Most businesses have begun to monitor their greenhouse gas emissions, but in order to achieve a circular economy, businesses must understand not only the emissions they cause but also their energy consumption (including how much comes from renewable sources), as well as the emissions and energy consumption of their partners. Similarly, social responsibility should be prioritized, with businesses monitoring deforestation, human rights situations, mining consequences, and other variables that connect with their suppliers.
Make Use Of AI/ML Algorithms.
The present focus of risk management and sustainability procedures is on analytics and scoring systems; the next step is to employ AI and ML algorithms for product creation, supply network design, risk prediction, and disruption management. A multinational logistics company was able to cut annual fuel usage by 10 million gallons (about 38 million liters) and save over $400 million US dollars by utilizing AI to dynamically optimize fleet routing.
Creating A Digital Supply Chain For The Future
We can identify four pillars for architecting a comprehensive digital supply chain platform for sustainable and resilient supply chains based on the needs stated above:
The Supply Chain’s Digital Twin
Each company-specific twin, a digital representation of the physical supply chain, assists enterprises in seeing and understanding the relationships that comprise their supply chain, detecting opportunities for optimization, modeling and assessing different changes and planning for natural disasters or other disruptions.
The relevant supply chain workers should have access to the digital twin’s information on all of their devices, including the ability to receive alerts, evaluate data, interact with colleagues or business partners, and initiate simulations.

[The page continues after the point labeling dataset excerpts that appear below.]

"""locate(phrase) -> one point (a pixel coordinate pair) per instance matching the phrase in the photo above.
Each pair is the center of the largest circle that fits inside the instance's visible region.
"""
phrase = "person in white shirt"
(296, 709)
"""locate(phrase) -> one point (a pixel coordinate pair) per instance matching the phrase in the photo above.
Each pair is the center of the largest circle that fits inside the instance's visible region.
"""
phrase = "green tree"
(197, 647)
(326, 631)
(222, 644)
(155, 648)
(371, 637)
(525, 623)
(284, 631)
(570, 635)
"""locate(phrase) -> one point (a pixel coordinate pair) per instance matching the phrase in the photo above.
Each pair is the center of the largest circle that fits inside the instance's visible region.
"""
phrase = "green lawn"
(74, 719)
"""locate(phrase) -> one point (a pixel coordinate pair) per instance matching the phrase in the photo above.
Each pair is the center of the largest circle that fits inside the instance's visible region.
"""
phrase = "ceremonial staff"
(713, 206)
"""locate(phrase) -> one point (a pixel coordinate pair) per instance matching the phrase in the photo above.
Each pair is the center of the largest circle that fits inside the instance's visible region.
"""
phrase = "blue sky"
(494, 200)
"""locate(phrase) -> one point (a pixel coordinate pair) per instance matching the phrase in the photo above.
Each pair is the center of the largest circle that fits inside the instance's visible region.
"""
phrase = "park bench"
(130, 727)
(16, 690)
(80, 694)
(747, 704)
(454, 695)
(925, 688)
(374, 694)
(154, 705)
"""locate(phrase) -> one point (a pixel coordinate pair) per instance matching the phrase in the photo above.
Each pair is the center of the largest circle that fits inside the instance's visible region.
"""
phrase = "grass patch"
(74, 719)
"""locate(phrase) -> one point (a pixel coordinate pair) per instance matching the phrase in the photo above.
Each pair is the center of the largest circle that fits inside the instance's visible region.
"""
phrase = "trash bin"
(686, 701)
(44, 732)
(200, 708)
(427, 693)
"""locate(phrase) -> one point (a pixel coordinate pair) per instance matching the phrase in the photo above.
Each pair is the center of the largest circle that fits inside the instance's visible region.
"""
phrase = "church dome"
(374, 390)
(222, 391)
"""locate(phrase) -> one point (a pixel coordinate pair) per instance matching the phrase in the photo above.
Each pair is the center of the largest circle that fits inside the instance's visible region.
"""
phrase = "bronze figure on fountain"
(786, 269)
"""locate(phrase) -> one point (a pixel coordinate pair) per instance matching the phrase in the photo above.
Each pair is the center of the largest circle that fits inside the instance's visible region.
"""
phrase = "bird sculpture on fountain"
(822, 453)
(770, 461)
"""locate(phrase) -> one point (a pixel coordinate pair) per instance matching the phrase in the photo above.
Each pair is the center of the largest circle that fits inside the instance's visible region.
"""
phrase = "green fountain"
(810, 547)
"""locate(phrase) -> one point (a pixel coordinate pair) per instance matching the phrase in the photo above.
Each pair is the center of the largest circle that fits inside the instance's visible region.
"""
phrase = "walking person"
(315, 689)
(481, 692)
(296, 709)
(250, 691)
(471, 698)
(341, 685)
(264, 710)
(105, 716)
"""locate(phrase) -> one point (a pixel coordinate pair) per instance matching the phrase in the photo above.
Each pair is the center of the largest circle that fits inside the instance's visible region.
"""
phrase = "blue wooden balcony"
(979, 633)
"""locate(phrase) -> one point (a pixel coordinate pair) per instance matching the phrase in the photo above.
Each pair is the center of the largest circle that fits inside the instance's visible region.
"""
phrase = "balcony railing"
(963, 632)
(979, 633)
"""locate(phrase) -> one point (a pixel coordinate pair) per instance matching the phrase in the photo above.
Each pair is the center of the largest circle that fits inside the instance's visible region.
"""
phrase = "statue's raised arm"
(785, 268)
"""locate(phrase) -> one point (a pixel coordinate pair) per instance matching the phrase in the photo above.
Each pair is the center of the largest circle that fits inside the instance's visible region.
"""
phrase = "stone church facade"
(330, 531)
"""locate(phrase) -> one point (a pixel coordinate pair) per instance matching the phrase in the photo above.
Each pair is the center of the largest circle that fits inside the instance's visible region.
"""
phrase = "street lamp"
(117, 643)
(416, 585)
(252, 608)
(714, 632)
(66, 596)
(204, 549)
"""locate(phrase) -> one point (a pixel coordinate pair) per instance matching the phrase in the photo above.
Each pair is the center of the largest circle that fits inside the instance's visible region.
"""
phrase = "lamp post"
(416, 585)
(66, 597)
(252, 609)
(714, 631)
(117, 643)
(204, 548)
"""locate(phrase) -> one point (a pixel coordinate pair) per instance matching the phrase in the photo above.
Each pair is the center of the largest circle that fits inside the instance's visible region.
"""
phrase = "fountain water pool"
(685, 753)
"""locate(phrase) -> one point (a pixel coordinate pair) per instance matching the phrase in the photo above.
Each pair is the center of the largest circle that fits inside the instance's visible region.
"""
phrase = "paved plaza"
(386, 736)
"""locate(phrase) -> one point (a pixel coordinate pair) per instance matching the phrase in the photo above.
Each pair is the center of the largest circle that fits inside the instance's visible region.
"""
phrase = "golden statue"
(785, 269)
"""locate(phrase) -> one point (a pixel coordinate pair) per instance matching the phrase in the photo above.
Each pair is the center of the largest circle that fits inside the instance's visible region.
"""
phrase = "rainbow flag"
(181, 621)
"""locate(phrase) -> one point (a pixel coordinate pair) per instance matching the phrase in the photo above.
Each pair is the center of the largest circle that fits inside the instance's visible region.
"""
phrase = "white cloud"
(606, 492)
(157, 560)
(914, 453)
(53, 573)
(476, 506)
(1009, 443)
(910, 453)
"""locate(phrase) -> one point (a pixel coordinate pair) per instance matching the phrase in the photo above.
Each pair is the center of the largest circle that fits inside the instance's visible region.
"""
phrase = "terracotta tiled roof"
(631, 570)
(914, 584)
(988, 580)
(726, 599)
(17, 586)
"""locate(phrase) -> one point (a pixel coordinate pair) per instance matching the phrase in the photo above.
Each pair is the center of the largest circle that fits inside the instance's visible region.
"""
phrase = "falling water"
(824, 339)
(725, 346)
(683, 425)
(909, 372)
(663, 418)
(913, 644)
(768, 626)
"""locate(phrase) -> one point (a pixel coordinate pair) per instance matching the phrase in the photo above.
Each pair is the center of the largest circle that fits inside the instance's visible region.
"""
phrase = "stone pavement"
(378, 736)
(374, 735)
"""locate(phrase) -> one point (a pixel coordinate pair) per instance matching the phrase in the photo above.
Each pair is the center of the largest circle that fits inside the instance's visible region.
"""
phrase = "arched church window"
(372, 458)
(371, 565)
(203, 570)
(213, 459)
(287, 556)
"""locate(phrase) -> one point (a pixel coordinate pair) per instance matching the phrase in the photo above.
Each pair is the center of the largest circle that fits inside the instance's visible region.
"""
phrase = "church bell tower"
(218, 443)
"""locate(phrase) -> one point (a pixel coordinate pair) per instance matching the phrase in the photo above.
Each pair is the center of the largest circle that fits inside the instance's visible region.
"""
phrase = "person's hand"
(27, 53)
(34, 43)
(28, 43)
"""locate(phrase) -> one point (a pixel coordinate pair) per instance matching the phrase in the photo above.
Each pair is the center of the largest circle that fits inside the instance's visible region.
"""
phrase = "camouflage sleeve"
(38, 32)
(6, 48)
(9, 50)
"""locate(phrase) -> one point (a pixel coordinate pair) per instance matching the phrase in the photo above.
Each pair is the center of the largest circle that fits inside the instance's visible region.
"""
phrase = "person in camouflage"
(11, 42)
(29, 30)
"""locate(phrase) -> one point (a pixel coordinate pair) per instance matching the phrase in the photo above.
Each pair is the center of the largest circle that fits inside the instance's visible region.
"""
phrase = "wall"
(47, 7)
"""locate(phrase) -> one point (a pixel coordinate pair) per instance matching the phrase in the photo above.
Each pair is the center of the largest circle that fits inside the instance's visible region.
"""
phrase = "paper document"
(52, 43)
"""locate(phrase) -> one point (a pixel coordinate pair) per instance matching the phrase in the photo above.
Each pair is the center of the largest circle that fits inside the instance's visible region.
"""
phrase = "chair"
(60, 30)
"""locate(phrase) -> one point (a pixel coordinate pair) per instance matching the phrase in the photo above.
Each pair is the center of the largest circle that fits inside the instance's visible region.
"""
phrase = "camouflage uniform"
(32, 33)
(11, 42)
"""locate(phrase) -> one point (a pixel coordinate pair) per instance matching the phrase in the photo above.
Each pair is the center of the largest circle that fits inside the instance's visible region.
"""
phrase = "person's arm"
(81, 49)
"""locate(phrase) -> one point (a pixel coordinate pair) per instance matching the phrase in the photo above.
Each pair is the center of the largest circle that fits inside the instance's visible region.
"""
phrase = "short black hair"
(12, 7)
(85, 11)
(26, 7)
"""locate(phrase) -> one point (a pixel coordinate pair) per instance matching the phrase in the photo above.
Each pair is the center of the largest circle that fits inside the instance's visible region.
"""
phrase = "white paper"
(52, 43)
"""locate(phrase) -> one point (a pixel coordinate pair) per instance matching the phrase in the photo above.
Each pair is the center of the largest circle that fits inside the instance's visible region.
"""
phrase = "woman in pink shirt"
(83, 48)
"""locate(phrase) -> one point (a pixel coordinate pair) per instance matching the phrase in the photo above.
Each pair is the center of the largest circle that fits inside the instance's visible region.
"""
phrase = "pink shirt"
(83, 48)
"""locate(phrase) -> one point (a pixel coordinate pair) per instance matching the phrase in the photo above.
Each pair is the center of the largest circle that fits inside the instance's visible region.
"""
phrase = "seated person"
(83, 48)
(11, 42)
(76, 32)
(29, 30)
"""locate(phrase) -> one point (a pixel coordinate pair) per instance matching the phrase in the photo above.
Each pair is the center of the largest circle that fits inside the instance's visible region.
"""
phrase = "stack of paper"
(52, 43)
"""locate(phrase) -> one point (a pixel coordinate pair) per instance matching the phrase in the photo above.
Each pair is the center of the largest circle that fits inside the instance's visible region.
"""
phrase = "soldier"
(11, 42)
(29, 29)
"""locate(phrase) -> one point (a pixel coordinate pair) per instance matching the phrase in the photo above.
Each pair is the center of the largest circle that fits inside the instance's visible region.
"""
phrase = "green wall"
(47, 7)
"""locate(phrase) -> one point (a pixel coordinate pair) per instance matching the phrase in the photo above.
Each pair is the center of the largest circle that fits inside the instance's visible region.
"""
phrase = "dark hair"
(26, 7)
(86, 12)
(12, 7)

Simulation And Optimization Of Supply Chains
Resilient and sustainable supply chain operations pose substantial data issues, and AI and ML algorithms assist businesses in considerably reducing risks and meeting sustainability goals.
Partners In The Supply Chain
Few, if any, companies’ internal systems include all of the data types necessary to view and manage supply chain risk and sustainability comprehensively. Partner connections, as well as the flexibility with which they may be handled, are critical.